Angola : le secteur privé se mobilise pour l’exploitation du satellite Angosat 2
vendredi 10 avril 2026
La technologie satellitaire s’impose comme une solution clé pour réduire la fracture numérique en Afrique. De nombreux pays, à l’instar de l’Angola, investissent dans ce domaine, soit en louant de la capacité auprès d’opérateurs existants, soit en développant leurs propres satellites.
En Angola, 37 entreprises ont manifesté leur intérêt pour le projet « Connecta Angola Comercial », une initiative des autorités visant à étendre l’accès à Internet dans le pays. Le programme s’appuie sur les capacités du satellite national de télécommunications Angosat‑2.
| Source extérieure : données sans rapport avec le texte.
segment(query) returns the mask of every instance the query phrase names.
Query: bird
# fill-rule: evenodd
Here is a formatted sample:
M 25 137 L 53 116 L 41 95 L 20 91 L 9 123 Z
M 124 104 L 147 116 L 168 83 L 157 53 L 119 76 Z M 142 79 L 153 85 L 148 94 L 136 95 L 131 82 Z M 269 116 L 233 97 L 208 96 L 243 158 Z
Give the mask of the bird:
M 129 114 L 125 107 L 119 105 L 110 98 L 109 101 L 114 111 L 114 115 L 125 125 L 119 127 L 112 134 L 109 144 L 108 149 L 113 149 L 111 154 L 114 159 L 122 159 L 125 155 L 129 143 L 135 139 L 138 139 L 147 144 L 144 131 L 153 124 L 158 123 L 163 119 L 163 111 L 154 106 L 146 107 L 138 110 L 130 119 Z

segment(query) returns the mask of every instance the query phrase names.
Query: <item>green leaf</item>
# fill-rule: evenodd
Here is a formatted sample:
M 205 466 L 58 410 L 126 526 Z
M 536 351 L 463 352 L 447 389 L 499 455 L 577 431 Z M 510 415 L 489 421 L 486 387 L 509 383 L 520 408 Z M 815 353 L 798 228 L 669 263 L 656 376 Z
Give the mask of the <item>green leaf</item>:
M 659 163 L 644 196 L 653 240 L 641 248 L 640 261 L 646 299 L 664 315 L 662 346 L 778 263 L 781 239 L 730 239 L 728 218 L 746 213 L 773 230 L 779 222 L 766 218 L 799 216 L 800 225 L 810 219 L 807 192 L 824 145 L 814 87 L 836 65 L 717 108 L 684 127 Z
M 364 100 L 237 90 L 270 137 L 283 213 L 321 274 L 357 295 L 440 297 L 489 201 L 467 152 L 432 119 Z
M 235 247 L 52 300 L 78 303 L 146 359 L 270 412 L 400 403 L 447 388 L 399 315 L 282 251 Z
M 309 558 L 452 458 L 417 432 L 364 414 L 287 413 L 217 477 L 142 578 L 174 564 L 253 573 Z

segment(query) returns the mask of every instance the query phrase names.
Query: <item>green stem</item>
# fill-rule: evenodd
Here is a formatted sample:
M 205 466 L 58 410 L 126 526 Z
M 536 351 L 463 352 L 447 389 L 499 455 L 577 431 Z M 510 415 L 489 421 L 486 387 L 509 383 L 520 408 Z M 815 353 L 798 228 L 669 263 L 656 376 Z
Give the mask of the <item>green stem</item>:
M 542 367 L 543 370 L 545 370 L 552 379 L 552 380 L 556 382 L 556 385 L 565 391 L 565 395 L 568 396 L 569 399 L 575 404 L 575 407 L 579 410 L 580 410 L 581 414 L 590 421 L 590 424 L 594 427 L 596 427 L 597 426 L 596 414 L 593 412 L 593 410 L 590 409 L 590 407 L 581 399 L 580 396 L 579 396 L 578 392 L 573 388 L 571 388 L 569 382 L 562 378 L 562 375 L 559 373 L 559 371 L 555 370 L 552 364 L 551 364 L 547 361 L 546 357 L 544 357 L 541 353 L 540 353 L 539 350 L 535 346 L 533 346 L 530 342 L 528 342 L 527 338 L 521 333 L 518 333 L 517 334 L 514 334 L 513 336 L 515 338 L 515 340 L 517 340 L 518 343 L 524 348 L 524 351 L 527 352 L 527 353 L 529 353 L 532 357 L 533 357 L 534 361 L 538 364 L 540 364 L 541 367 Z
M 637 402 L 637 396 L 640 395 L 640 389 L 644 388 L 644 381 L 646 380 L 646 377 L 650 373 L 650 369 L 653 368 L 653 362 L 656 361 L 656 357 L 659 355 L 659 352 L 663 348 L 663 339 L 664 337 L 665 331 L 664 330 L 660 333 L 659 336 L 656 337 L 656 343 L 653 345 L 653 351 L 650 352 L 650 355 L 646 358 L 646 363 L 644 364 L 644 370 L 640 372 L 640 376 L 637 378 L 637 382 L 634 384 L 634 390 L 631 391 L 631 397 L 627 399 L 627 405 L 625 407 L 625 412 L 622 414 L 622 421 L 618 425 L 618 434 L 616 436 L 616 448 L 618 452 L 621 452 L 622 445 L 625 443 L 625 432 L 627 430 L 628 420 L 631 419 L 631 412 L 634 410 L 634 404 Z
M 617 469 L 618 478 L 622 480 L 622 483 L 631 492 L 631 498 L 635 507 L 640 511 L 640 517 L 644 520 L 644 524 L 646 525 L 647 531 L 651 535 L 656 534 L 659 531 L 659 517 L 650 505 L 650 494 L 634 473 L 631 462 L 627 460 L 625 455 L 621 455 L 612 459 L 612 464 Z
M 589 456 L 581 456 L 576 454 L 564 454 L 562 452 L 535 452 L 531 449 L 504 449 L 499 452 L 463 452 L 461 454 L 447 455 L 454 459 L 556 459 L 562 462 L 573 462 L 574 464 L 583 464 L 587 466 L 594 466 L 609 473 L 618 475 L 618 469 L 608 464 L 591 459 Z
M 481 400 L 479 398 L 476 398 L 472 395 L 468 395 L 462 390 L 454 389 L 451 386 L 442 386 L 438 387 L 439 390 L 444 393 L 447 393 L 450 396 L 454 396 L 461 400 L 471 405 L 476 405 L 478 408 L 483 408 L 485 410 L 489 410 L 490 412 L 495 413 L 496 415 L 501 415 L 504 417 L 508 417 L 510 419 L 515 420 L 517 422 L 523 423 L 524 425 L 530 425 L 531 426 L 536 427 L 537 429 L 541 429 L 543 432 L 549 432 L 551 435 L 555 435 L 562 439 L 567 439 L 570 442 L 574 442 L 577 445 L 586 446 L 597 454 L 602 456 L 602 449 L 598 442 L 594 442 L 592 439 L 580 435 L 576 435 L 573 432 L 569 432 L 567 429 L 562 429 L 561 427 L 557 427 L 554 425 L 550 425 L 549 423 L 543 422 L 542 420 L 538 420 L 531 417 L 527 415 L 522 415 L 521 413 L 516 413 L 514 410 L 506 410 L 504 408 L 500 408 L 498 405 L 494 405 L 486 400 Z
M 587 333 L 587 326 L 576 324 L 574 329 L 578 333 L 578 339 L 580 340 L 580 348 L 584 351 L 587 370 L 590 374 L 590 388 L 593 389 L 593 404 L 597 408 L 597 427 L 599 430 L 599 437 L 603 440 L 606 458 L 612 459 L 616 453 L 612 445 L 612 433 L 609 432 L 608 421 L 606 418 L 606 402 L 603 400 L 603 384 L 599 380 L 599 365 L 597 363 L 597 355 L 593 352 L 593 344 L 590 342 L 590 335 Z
C’est ce qu’a indiqué cette semaine le Bureau de gestion du Programme spatial national (GGPEN), chargé de la mise en œuvre du projet. L’organisme a précisé que les entreprises concernées ont déjà entamé le processus d’adhésion et a invité d’autres acteurs à leur emboîter le pas. Dans ce cadre, des réunions de travail ont notamment été organisées avec les entreprises SpeedNet, Netservice et TechGolden, afin de présenter les opportunités d’affaires liées à l’exploitation de la capacité du satellite Angosat‑2.
« L’initiative vise à mobiliser le secteur privé pour la commercialisation de services Internet par satellite, en apportant la connectivité aux zones reculées du pays, afin de promouvoir l’inclusion numérique, l’entrepreneuriat et le développement économique », a déclaré le GGPEN.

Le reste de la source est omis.